I spent the past two weeks implementing the parsing core of sec-cli, the part that takes a raw SEC filing and turns it into clean, structured output you can pipe into a language model without embarrassment. This post is a technical record of what that actually required.
EDGAR filings arrive in three mutually incompatible formats depending on when the company filed them. Figuring out which format you have, and then extracting tables from it correctly, is the bulk of the implementation work.
The three eras
The SEC’s EDGAR system is a 30-year-old filing archive. Every public company files there. The format of what they file has changed significantly over time.
Filings before 2010 are plain text, with SGML document wrappers, form-feed page breaks, and runs of hyphens or equals signs as horizontal rules. Structure is implicit: you infer a table from the visual alignment of whitespace-padded columns. No semantic markup anywhere.
Between roughly 2010 and 2021, filings moved to plain HTML. Table structure is explicit, but there’s no semantic layer. Row labels say “Revenues” or “Net income” but nothing machine-readable links those labels to GAAP concept definitions. Column headers are typically bare years. Inline styles encode visual formatting that sometimes, but not reliably, correlates with semantic meaning: bold often means “total”, but not always.

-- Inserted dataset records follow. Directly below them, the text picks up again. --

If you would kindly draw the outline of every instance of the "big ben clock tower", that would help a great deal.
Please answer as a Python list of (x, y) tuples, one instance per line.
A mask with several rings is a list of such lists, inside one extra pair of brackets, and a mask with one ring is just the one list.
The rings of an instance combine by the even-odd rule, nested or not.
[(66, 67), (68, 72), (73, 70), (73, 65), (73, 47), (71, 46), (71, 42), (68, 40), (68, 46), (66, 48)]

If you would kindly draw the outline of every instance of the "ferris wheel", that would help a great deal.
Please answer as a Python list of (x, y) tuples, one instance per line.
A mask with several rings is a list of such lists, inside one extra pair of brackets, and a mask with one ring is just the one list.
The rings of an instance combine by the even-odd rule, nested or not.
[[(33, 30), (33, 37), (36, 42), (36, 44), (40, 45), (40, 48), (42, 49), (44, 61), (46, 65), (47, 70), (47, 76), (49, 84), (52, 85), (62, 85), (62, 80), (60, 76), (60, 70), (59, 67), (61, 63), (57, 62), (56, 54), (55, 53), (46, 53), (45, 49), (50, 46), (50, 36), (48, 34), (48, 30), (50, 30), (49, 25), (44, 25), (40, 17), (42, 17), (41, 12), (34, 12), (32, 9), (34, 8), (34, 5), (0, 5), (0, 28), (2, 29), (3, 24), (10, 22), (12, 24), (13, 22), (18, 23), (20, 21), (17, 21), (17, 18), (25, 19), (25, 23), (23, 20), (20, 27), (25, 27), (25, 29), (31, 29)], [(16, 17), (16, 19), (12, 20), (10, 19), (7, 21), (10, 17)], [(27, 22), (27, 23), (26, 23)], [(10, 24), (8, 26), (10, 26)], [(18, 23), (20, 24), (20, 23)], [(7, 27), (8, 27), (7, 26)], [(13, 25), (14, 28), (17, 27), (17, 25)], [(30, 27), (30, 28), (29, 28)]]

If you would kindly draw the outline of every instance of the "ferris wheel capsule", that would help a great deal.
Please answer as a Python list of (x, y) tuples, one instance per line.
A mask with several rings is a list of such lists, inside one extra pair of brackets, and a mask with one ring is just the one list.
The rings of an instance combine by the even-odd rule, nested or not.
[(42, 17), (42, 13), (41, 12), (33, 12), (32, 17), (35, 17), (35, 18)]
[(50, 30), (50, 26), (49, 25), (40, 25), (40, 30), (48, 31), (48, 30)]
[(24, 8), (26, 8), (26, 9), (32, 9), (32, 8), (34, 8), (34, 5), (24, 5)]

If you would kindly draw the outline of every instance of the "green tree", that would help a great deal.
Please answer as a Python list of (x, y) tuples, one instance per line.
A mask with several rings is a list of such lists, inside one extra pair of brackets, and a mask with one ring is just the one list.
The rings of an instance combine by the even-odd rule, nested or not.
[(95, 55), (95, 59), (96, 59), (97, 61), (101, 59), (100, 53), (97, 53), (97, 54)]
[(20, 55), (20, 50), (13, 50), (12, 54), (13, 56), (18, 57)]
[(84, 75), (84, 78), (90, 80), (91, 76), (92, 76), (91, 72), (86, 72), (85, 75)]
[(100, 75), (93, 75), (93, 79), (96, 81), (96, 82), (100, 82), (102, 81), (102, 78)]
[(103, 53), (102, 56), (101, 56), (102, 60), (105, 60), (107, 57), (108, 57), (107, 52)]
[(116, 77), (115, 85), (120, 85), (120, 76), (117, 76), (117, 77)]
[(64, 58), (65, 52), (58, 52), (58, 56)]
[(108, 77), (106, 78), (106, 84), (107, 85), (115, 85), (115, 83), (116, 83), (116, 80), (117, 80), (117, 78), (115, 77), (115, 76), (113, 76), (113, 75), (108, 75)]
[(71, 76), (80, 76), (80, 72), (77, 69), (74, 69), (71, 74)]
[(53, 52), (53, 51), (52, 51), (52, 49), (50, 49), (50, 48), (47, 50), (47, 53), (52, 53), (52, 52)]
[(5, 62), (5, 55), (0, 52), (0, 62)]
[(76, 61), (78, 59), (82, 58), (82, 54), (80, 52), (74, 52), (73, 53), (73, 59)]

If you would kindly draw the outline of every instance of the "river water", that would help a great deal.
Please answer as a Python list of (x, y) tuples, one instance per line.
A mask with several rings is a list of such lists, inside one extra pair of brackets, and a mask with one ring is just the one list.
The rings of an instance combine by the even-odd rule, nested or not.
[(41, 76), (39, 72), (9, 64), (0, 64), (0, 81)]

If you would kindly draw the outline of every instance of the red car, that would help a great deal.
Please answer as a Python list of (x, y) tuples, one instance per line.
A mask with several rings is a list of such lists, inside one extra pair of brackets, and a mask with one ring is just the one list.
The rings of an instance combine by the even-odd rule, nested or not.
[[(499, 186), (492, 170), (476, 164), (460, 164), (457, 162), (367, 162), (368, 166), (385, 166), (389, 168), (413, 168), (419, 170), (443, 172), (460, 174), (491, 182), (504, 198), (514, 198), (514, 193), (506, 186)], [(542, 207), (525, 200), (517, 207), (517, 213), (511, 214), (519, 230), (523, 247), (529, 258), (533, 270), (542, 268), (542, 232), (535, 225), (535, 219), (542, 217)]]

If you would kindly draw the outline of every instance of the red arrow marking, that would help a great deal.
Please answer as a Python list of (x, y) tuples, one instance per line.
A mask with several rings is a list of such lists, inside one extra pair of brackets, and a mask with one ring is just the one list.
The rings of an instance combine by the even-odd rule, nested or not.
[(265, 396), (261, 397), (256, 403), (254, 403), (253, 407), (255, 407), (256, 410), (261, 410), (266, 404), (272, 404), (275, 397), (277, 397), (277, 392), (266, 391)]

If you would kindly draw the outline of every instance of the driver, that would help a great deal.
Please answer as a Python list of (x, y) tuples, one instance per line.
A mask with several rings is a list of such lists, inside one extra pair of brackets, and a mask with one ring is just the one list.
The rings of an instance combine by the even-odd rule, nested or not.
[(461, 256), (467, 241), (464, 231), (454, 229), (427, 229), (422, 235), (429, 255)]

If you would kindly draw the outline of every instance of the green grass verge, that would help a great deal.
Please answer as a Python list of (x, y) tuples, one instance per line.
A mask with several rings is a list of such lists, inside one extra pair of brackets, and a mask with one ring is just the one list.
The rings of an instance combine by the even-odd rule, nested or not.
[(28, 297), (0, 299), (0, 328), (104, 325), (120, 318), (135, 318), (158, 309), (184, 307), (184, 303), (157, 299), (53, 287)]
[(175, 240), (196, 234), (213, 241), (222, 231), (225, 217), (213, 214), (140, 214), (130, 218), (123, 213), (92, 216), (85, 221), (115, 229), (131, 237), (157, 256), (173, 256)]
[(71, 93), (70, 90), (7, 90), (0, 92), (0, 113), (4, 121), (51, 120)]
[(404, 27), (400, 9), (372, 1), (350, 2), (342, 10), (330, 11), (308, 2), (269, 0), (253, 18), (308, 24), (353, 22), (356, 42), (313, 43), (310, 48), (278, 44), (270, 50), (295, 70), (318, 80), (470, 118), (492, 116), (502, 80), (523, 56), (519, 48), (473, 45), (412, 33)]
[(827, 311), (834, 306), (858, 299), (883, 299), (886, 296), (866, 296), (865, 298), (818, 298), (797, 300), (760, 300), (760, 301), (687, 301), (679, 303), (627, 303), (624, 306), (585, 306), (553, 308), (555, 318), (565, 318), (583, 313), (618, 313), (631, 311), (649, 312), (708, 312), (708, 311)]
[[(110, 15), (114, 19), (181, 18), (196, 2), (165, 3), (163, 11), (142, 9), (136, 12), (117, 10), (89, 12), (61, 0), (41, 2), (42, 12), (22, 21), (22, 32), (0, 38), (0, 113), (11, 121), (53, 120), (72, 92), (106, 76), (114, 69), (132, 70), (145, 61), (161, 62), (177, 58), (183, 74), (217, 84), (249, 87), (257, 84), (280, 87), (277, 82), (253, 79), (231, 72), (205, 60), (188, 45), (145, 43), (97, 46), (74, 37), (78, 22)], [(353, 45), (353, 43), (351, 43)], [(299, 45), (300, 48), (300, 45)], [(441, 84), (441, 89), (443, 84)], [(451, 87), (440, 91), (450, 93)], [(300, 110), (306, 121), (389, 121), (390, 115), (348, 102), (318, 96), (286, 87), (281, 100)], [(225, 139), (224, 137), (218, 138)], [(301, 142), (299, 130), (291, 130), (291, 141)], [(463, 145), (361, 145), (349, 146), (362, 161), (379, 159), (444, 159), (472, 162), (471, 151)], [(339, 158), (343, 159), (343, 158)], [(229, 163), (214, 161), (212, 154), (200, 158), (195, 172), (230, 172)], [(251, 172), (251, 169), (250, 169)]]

Starting with large filers in 2019 and all filers by 2021, the SEC mandated inline
XBRL embedded in HTML (iXBRL). Every material financial figure in the filing is
wrapped in an <ix:nonFraction> or <ix:nonNumeric> element that carries the
GAAP concept name (e.g. us-gaap:Revenues), a contextRef pointing to the
reporting period, a unitRef, a decimals precision indicator, and a scale
multiplier. The document still renders in a browser, but it also carries a
structured data layer that’s unambiguous about what every number means.
v1.0 of sec-cli targets the iXBRL era only. The modern corpus, any filing from a
large or mid-cap company since 2021, is entirely iXBRL. Supporting earlier formats
would require a completely different extraction path with a fundamentally lower
accuracy ceiling, and mixing both paths in v1.0 would smear the accuracy story.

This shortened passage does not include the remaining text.